Il est crucial que les consommateurs soutiennent activement l’agriculture biologique et régénérative, évitant ainsi des solutions moins coûteuses mais potentiellement dommageables pour l’environnement et les producteurs.
L’intersection des préoccupations environnementales et économiques

Les réductions de subventions proposées auraient eu pour objectif non seulement de relever les défis économiques, mais aussi de réduire les émissions de gaz à effet de serre dans le secteur agricole. Et c’est là que réside le défi : nous avons créé un système de subventions au niveau européen qui sert de moyen facile de sortir d’un système défaillant. Mais les subventions sans plan de transition adéquat ne font que couvrir le problème jusqu’à ce que nous ne puissions plus compter sur elles, et le problème revient alors à la surface.
De nombreux chercheurs en agriculture et en politique appellent depuis longtemps à une restructuration du système de subventions agricoles. Par exemple, le plan de politique agricole en six points de l’Arbeitsgemeinschaft bäuerliche Landwirtschaft (ou « Association de l’agriculture paysanne ») préconise des négociations de prix équitables, un soutien au bien-être des animaux et une redistribution des subventions pour renforcer les petites et moyennes exploitations.
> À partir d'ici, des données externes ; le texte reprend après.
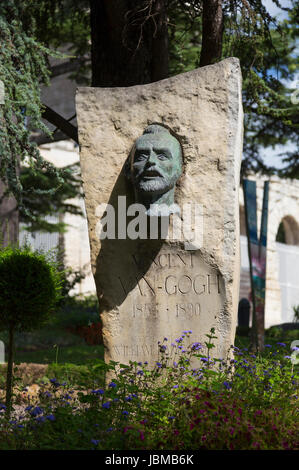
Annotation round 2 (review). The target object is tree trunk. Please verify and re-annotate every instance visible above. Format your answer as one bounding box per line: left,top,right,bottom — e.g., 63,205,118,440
0,180,19,246
5,328,14,418
199,0,223,67
90,0,168,87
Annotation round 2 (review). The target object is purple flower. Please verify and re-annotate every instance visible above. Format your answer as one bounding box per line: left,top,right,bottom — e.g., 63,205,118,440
50,379,60,387
35,416,46,423
90,439,100,446
91,388,105,395
46,415,55,421
223,382,232,390
30,406,43,416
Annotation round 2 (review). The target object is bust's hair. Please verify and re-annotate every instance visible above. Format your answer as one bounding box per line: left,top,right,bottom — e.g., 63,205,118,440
143,124,171,135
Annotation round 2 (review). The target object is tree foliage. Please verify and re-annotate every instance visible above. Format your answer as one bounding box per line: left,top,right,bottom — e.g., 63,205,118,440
20,163,83,233
0,0,63,220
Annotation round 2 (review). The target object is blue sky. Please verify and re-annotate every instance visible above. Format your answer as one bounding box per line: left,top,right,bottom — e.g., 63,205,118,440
260,0,299,168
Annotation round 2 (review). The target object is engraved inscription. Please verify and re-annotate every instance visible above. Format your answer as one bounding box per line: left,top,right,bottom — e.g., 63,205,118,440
113,344,158,357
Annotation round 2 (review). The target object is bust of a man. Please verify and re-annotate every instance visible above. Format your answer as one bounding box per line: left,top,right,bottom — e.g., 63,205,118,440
126,124,183,215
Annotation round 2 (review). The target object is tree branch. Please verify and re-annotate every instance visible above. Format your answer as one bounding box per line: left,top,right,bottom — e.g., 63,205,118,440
43,105,79,144
51,58,87,78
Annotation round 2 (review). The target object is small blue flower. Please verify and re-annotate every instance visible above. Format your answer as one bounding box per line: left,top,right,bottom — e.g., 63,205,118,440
30,406,43,416
35,416,46,423
91,388,105,395
46,415,55,421
223,382,232,390
90,439,100,446
50,379,60,387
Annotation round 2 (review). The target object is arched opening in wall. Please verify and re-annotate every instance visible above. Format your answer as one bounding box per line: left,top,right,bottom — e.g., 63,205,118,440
276,215,299,323
276,215,299,246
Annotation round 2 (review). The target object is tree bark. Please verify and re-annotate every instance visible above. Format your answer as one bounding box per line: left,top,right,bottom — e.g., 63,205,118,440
199,0,223,67
90,0,168,87
0,180,19,246
5,327,14,418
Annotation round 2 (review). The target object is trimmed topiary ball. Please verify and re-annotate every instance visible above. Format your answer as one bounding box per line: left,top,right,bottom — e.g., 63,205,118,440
0,247,61,331
0,246,61,419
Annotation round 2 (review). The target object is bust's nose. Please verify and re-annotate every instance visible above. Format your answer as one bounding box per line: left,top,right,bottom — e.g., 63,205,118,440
147,150,157,167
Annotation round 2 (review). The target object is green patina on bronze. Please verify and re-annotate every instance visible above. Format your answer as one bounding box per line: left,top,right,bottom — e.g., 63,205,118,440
126,124,183,214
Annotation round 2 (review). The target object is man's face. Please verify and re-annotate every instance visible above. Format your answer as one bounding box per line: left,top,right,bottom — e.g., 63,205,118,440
132,134,182,194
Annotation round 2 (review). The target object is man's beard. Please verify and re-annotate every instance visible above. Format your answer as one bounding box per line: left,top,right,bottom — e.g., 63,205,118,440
136,177,175,194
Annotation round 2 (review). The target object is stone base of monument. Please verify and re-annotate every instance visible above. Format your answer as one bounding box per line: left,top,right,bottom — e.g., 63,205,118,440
76,58,243,370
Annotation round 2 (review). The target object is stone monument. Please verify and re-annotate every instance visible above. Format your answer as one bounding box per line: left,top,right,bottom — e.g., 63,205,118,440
76,58,243,364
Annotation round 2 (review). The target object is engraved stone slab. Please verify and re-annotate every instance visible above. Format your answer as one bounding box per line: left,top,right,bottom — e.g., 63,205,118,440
76,58,243,363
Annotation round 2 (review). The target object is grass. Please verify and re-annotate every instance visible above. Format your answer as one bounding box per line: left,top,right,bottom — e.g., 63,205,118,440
0,331,299,450
0,324,299,450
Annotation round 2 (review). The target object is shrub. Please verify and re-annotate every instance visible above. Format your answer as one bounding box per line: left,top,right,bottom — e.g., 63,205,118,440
0,246,61,415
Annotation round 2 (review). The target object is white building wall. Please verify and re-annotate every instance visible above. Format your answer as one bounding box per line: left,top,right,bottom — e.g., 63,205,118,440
240,176,299,328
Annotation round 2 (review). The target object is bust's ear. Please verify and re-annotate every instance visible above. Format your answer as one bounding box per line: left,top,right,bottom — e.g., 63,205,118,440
124,145,135,181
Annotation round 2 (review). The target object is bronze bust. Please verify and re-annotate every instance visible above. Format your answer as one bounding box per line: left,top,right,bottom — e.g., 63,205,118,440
126,124,183,215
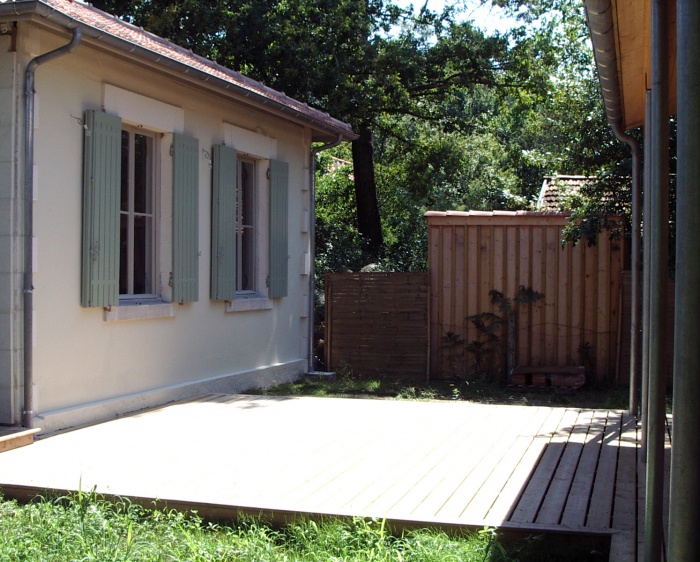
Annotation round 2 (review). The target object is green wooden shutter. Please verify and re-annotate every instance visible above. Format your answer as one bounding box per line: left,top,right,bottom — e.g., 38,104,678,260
80,111,122,307
269,160,289,298
211,145,238,301
172,133,199,302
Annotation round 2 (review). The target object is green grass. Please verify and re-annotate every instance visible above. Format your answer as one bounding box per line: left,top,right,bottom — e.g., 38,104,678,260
0,493,607,562
249,370,629,410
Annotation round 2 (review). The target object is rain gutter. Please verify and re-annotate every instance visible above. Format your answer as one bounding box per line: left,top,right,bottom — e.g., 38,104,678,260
0,0,358,144
586,0,642,415
22,27,82,429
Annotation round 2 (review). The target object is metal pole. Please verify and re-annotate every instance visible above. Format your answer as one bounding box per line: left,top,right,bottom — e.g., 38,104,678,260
630,129,642,416
668,0,700,560
640,90,652,456
644,0,669,562
22,27,83,428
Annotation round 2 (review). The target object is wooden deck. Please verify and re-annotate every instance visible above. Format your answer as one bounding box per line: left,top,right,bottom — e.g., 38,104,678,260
0,395,668,562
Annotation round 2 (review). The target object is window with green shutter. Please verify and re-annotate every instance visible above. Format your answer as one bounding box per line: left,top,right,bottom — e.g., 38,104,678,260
211,145,238,301
211,152,289,306
172,134,199,302
269,160,289,298
80,111,122,307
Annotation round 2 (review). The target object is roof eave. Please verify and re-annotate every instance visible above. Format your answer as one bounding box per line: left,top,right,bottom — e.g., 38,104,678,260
0,0,358,142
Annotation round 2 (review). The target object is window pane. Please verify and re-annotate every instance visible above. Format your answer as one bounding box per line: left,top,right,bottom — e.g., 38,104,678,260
236,160,256,291
134,135,152,213
241,228,255,291
119,213,129,295
121,131,129,211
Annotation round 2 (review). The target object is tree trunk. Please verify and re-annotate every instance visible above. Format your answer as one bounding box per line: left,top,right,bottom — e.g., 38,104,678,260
352,127,384,253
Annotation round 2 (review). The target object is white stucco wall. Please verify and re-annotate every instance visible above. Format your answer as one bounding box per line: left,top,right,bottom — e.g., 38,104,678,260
10,24,311,430
0,35,22,424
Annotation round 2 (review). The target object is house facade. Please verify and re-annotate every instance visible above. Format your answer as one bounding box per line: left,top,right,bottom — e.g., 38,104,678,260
0,0,354,431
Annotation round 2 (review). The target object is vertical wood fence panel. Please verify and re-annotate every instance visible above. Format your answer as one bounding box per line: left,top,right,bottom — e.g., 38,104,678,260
325,272,430,381
426,211,624,382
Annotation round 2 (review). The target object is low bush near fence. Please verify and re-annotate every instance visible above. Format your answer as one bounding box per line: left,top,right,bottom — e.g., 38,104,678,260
0,493,607,562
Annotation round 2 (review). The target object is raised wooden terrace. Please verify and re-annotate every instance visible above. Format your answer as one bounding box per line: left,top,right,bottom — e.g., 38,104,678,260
0,395,668,562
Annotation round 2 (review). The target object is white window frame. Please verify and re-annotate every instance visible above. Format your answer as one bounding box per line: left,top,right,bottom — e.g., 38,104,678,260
119,124,163,305
235,155,260,297
226,152,272,312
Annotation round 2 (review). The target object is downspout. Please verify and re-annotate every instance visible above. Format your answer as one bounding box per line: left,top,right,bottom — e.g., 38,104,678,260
308,135,343,372
586,0,642,415
610,121,642,416
644,0,668,562
22,27,82,428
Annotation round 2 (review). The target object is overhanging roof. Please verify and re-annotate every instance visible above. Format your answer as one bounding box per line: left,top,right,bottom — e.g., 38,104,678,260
0,0,357,141
586,0,676,130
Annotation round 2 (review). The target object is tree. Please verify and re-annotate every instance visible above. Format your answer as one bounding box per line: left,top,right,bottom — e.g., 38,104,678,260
95,0,524,250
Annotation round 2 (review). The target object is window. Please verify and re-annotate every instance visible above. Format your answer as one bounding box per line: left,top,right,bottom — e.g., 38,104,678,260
80,110,199,308
119,129,156,298
235,158,257,293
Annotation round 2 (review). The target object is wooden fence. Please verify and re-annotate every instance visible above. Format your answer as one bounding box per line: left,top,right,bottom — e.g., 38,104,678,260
426,211,623,381
325,272,429,381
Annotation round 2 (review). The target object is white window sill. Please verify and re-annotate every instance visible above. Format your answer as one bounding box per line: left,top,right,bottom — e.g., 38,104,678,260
104,302,175,322
226,295,272,312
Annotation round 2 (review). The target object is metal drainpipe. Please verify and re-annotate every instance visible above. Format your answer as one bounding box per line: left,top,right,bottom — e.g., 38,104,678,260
309,135,343,372
22,27,82,428
666,0,700,560
585,0,641,413
640,90,652,458
611,122,642,415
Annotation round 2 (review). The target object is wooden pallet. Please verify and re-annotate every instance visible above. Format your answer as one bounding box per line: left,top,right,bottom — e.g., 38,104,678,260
510,366,586,388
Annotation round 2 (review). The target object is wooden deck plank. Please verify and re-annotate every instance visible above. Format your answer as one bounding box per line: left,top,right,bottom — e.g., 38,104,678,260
510,410,579,523
378,402,520,517
561,411,612,527
354,402,496,517
485,402,566,525
585,412,622,529
0,395,660,562
413,404,524,518
460,404,551,522
306,402,488,511
536,410,593,525
613,414,637,531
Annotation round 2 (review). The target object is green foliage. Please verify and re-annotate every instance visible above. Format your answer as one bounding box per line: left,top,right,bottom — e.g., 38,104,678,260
0,493,608,562
442,285,544,380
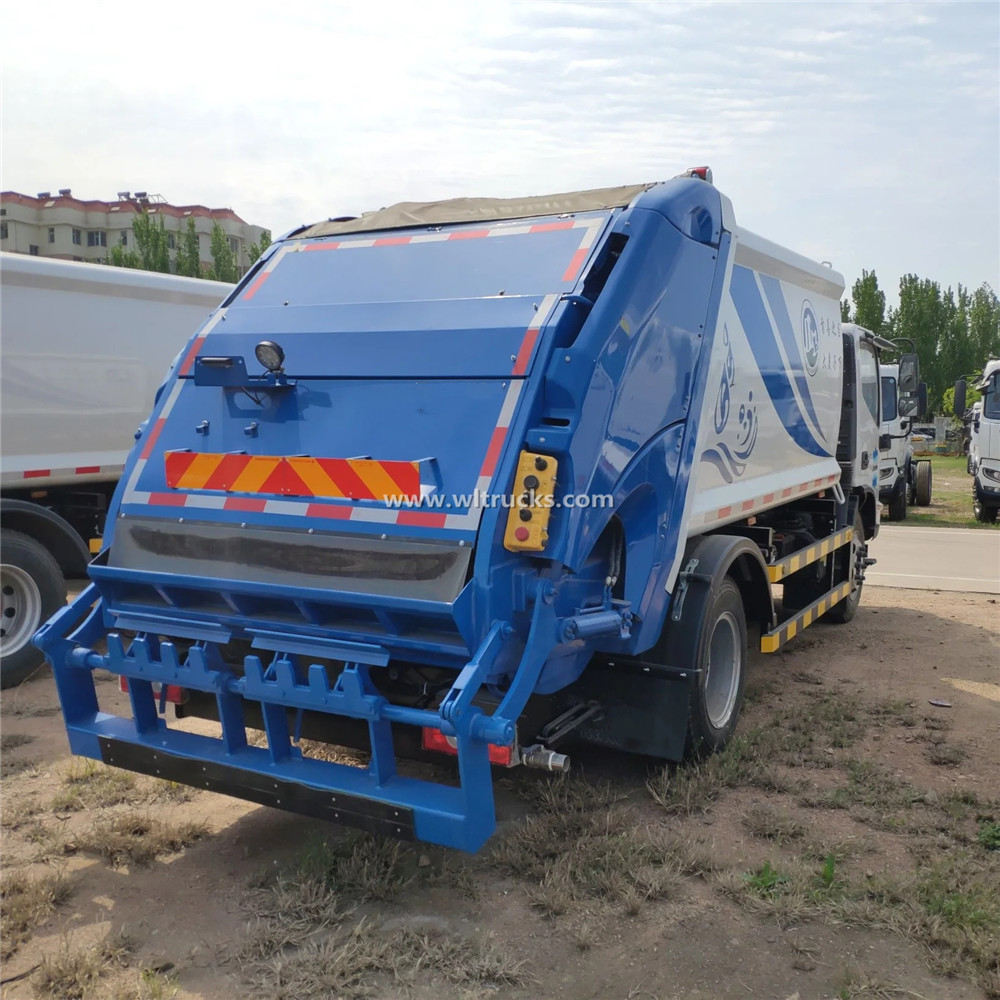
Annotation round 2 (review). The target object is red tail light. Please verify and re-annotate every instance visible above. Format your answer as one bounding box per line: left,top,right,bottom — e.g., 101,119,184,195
118,675,187,705
420,727,517,767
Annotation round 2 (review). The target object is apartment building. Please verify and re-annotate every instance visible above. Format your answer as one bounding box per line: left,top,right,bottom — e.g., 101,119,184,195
0,188,264,273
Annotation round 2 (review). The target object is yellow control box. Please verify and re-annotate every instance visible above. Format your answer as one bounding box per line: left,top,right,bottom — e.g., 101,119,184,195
503,451,559,552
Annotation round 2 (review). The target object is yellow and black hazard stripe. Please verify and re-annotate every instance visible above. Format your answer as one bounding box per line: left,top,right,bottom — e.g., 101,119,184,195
760,580,851,653
767,528,854,583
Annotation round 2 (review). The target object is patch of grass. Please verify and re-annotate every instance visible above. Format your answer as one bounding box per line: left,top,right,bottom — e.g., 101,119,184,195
0,733,35,753
924,743,969,767
51,758,136,812
138,969,178,1000
883,455,990,530
646,730,789,816
743,804,806,844
77,810,208,868
32,934,135,1000
486,778,681,916
51,758,194,812
244,923,528,1000
0,869,72,961
296,834,412,903
0,754,41,779
742,861,789,896
829,759,918,815
976,819,1000,851
831,848,1000,996
868,698,917,729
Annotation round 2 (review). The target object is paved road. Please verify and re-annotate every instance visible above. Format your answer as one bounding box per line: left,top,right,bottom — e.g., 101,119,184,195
865,524,1000,594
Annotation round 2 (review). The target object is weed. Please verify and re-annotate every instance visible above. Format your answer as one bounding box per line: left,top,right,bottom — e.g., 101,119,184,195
976,819,1000,851
646,730,789,816
743,861,788,896
52,758,135,812
139,969,178,1000
0,754,41,779
245,923,527,1000
0,869,72,961
743,804,806,844
924,743,968,767
868,698,917,729
296,834,411,902
0,733,35,753
33,934,135,1000
77,810,208,868
51,759,194,812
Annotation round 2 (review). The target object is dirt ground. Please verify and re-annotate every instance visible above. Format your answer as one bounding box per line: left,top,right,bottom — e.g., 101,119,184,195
0,588,1000,1000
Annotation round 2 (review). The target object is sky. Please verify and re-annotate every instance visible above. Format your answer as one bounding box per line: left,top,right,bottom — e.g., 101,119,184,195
0,0,1000,302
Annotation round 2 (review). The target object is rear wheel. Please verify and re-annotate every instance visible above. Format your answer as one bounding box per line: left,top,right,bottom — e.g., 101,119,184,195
686,576,747,758
0,529,66,688
914,462,934,507
889,476,907,521
972,480,997,524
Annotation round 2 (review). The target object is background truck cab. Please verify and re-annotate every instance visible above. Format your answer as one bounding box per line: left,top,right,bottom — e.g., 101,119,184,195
955,358,1000,524
878,340,932,521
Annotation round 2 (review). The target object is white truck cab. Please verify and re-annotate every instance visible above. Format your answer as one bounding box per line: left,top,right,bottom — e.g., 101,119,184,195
878,342,932,521
955,358,1000,524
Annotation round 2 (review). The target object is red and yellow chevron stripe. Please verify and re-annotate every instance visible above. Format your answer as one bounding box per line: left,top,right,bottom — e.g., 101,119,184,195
164,451,420,500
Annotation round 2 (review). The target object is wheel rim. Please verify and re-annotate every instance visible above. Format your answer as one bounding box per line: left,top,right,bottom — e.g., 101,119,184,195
705,611,740,729
0,565,42,656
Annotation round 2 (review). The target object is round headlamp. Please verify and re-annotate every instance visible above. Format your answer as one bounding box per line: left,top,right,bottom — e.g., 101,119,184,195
253,340,285,372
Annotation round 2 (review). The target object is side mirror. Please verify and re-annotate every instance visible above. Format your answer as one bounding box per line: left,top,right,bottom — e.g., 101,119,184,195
955,378,965,420
899,354,920,396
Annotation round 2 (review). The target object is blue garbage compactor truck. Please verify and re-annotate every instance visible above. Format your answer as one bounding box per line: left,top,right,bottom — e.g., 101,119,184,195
36,170,884,851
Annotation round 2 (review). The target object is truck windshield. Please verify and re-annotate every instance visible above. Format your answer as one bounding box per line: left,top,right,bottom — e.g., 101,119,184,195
858,342,879,420
983,379,1000,420
882,375,896,423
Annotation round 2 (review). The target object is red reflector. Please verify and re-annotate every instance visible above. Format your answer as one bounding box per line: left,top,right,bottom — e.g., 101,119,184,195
420,726,513,767
118,674,186,705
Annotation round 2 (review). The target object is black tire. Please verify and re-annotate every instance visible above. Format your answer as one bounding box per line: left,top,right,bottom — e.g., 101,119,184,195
972,480,997,524
685,576,748,759
888,477,908,521
914,462,934,507
0,528,66,688
823,513,868,625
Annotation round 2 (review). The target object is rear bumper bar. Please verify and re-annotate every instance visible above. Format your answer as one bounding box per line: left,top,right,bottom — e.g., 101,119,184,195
35,582,627,851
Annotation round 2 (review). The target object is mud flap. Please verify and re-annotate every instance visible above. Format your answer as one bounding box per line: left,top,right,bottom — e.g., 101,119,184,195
572,658,695,761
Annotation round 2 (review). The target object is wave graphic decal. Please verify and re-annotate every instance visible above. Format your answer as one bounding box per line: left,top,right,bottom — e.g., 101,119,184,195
730,266,832,458
760,274,826,441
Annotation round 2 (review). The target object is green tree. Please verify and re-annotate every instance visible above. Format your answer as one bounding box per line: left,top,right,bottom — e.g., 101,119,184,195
108,209,170,274
891,274,953,413
247,229,271,265
132,209,170,273
963,284,1000,366
175,215,202,278
841,271,886,337
108,244,142,268
211,222,239,282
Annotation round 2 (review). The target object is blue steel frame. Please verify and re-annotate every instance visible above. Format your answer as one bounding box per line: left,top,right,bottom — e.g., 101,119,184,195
35,180,728,851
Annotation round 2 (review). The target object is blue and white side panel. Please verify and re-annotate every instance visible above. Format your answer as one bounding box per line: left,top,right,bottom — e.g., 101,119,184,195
685,231,844,535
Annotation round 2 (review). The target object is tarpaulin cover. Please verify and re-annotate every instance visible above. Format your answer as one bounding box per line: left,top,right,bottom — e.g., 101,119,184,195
295,184,654,238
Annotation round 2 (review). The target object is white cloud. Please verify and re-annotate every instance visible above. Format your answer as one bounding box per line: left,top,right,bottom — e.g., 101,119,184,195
2,0,1000,289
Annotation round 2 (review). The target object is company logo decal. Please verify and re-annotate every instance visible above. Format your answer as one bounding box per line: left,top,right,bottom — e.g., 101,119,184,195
701,324,758,483
802,299,819,377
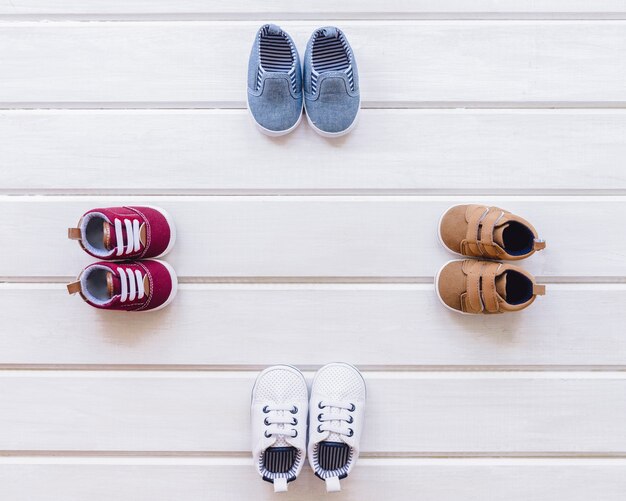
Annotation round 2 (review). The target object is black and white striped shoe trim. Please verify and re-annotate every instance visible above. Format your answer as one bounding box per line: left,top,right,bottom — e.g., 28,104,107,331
256,25,299,93
311,28,354,94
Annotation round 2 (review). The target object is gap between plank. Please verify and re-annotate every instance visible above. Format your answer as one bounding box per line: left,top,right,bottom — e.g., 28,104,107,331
0,11,626,23
6,101,626,111
0,450,626,458
0,363,626,372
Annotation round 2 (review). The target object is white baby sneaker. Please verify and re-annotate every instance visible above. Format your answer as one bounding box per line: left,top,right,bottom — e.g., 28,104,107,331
308,363,366,492
250,365,308,492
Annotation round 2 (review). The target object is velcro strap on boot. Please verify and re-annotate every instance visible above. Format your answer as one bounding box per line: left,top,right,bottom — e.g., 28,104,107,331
461,261,485,313
461,207,504,259
476,207,504,258
481,263,500,313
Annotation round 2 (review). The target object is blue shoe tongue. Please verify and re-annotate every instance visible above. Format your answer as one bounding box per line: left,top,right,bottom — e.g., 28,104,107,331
267,24,282,35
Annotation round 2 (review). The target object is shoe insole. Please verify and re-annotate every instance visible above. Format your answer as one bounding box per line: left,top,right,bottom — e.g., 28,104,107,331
313,35,350,73
506,270,533,304
502,221,535,256
317,442,350,471
260,28,293,73
263,447,298,473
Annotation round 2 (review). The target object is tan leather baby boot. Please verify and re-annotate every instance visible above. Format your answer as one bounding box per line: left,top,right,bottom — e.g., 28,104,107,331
439,205,546,261
435,259,545,314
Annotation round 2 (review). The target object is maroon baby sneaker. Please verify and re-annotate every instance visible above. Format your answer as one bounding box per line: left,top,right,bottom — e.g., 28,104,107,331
67,206,176,260
67,259,178,311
Notre objectif, à travers cet article, est de présenter une perspective objective sur les défis auxquels sont confrontés les agriculteurs allemands alors qu’ils naviguent entre les protestations, les demandes politiques et les impacts des conditions météorologiques extrêmes, mais, nous voulons aussi souligner le besoin pressant d’une approche collaborative afin de faire la transition vers une chaîne agroalimentaire durable et équitable. Nous espérons que le gouvernement, les groupes de défense de l’environnement, les agriculteurs et les autres acteurs clés de l’approvisionnement agroalimentaire profiteront de cette occasion pour se réunir et trouver un terrain d’entente qui garantira la prospérité du secteur agricole tout en faisant progresser les objectifs de durabilité du pays.